Soliani has also found a bit of fame, too - although "nothing like Grant, he's the real diva", he jokes. Soliani's tears at E3 and his continued presence on Twitter has made him a bit of a star among the Nintendo community.
"In terms of popularity, people might know me because I'm on Twitter and arguing with Grant. I am not really the guy that cares about popularity, I only care about developing the game and having fun with the people who are doing it with me."
Soliani continues: "It is all about the desire of making someone happy. Because when gamers are happy, you feel good as well. I always try to connect with my players. I don't feel like a star, because I just feel like I am discussing with players who are sharing their opinion. I can't do it all the time, because I need to work, but being on Twitter is a way of finding out what the players are thinking about their game.

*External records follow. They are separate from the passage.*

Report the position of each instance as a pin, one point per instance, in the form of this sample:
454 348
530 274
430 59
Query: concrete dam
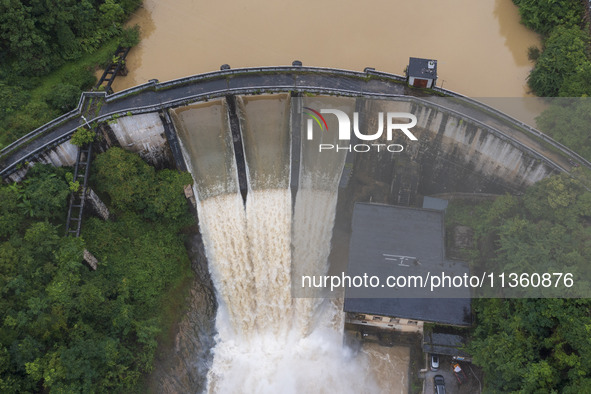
269 200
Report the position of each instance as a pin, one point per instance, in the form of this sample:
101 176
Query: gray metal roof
422 68
400 241
444 343
438 204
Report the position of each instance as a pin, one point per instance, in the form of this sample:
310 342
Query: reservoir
480 46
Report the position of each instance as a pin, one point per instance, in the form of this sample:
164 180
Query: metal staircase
116 67
77 198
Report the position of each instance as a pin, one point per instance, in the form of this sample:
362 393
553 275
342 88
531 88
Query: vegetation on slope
48 53
65 328
563 68
532 345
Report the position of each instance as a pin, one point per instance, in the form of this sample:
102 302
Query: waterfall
268 341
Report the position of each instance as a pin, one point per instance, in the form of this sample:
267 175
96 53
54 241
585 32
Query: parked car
459 372
439 384
434 362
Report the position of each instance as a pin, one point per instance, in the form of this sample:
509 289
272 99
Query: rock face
183 368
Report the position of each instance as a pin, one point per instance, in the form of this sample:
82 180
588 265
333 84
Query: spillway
268 341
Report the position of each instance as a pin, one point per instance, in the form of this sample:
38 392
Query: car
434 362
439 384
459 372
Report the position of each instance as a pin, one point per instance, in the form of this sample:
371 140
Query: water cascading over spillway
267 340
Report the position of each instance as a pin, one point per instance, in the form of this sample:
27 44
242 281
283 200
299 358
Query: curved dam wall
453 153
154 97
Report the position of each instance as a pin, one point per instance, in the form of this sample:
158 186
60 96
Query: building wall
411 81
142 134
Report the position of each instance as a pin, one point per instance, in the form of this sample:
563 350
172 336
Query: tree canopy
65 328
532 344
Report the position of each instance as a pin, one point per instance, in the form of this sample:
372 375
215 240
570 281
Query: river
480 46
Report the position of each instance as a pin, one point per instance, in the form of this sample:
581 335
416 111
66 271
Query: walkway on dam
154 96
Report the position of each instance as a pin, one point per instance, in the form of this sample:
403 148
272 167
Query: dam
269 201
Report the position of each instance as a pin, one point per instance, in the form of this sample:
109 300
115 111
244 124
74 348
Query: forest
562 68
64 327
48 54
532 344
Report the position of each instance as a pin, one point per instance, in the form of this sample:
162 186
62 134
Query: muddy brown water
480 45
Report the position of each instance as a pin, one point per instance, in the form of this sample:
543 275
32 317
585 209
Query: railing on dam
154 96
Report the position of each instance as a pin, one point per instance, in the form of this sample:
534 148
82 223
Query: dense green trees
65 328
544 15
563 68
533 345
37 37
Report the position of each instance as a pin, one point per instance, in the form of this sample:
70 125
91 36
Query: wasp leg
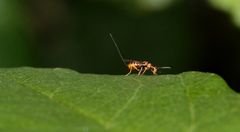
145 69
139 73
130 70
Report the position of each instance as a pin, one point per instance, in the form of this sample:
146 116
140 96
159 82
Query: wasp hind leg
130 70
139 72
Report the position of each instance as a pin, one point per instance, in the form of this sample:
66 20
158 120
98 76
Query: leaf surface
60 100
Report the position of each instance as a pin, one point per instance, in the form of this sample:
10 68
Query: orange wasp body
140 66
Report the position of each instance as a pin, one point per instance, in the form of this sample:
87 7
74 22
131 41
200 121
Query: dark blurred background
189 35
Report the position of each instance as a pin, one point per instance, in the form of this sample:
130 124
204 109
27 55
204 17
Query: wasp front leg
145 69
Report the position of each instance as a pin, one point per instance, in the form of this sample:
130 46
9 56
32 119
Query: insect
140 66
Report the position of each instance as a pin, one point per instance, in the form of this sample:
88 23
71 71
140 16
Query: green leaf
60 100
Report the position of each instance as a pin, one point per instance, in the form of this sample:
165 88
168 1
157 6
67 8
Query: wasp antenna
119 52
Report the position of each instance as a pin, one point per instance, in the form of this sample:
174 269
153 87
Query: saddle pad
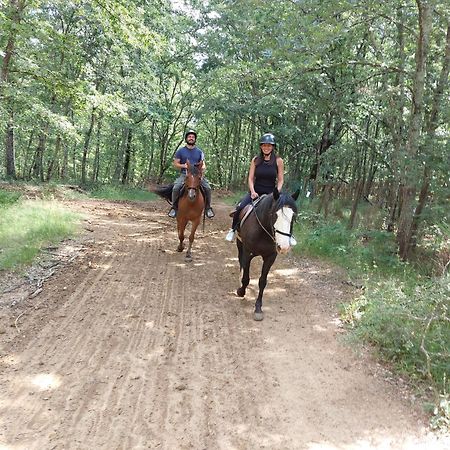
248 208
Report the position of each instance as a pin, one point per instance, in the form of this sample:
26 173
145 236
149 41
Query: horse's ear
276 194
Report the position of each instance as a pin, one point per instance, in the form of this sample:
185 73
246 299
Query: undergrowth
27 227
403 309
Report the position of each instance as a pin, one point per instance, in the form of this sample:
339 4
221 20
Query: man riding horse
190 152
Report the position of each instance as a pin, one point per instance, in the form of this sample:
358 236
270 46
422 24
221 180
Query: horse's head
193 180
284 213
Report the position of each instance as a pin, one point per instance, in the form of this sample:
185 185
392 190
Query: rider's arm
280 173
251 179
177 164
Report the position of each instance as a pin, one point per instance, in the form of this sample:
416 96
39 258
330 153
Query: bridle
274 230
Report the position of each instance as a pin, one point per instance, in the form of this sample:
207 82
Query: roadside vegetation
403 308
28 226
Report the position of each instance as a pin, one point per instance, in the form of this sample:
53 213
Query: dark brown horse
191 205
266 232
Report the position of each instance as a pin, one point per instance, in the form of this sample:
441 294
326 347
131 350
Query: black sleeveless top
265 176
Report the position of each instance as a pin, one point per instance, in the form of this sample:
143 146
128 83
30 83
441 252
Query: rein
271 235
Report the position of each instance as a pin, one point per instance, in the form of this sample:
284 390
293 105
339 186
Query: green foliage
361 252
403 311
8 198
27 227
409 323
119 192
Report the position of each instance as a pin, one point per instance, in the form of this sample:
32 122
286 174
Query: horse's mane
285 199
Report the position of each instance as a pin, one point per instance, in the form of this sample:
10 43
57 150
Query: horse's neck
263 211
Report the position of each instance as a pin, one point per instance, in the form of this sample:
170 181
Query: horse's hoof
258 316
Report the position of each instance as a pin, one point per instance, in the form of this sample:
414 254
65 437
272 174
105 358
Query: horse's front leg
245 259
194 226
181 225
267 264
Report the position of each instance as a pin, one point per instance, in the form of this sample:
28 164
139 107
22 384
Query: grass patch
27 227
8 198
404 310
116 192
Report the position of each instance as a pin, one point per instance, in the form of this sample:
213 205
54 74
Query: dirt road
129 347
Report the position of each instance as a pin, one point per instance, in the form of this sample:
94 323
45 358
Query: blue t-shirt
194 155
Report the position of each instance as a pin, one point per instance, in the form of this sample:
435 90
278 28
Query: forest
356 93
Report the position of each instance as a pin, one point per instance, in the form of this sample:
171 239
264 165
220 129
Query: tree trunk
16 8
86 148
9 148
126 163
404 233
55 157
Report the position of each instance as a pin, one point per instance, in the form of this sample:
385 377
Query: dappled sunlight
380 442
274 290
46 381
10 360
287 272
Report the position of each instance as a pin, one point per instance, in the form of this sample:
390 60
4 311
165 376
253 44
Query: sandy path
129 347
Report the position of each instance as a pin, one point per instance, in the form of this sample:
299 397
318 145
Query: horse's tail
164 191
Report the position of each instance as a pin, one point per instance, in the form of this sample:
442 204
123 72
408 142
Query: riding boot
232 232
209 211
173 211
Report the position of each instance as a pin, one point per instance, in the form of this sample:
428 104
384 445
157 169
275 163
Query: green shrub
27 227
8 198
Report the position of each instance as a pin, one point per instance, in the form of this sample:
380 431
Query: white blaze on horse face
283 224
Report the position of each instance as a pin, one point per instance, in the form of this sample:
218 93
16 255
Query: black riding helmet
267 138
190 132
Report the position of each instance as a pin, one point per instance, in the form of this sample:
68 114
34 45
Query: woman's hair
260 158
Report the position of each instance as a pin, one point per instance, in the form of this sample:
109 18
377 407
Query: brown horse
191 205
266 232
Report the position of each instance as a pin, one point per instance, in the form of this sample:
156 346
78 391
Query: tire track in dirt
132 348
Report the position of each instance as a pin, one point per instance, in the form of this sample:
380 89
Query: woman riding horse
266 172
266 232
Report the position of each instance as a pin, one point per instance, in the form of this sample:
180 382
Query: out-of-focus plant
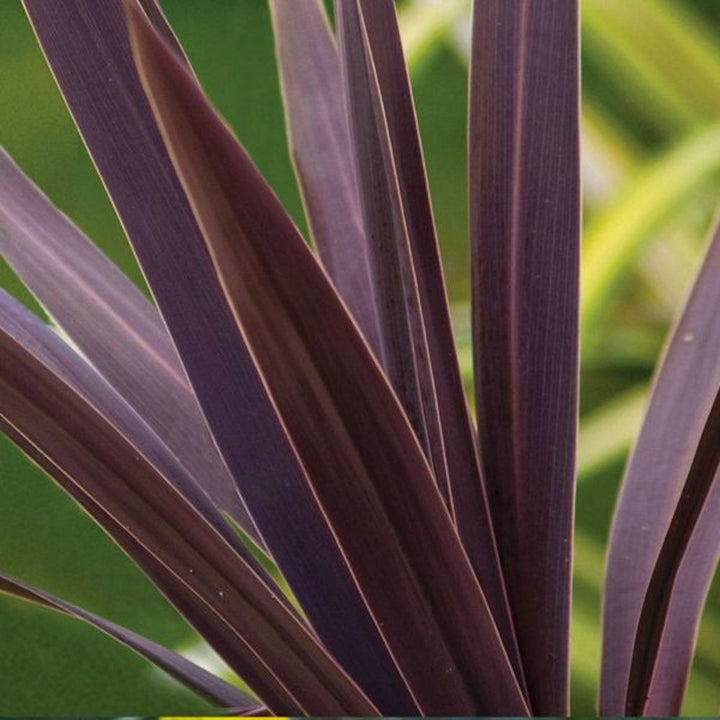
315 403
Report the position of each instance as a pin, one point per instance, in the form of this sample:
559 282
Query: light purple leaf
114 326
362 458
87 47
525 241
178 667
683 391
320 147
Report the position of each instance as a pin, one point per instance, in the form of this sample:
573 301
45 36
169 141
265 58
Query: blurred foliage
651 175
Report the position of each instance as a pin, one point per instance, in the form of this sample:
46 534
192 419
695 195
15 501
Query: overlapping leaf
525 233
400 160
107 458
405 355
87 47
111 322
682 396
320 147
186 672
361 456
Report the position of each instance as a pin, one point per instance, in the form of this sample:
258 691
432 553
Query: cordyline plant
315 402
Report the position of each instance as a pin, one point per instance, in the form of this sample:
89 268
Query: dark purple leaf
405 355
466 488
525 232
184 671
114 325
703 476
320 147
98 449
683 392
362 458
87 47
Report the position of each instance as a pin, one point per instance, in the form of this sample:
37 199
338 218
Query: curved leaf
93 66
320 147
525 241
100 450
466 487
684 389
703 475
115 327
361 456
184 671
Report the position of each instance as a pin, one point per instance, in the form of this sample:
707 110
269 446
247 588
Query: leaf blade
320 147
118 128
116 328
113 465
525 231
466 488
698 487
178 667
683 389
232 201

We can find out what they're happy about but also, the important bit, when they're not happy. Because that is what makes us learn what we can do better. We are not just saying we are talking to the players, we need to show we are really doing. So I don't think I am a star. There is no barrier between me and the player."
Ubisoft Milan and Paris's big risky gamble with Mario + Rabbids: Kingdom Battle paid off. The team has found its voice within Ubisoft, created a great game and is now looking to grow even more so they can do it all over again.
But of course, there was a third partner in the relationship: Nintendo. We've heard before they can be a demanding teammate. Was that true?
"You can totally say that," Soliani laughs. "We established a very good relationship to the point where when we went to Japan for several days on a holiday, we would meet with the guys we work with from Nintendo, because we had become friends. But when it was about work, Nintendo were super picky. They wanted to know everything, and play everything. This was good, because it gives you a feeling that you are safe. They have over 125 years of lifetime, and they're giving you feedback with the expectation of a certain level fo quality. So for me, Nintendo is a shield. It means we know we'll hit a certain level."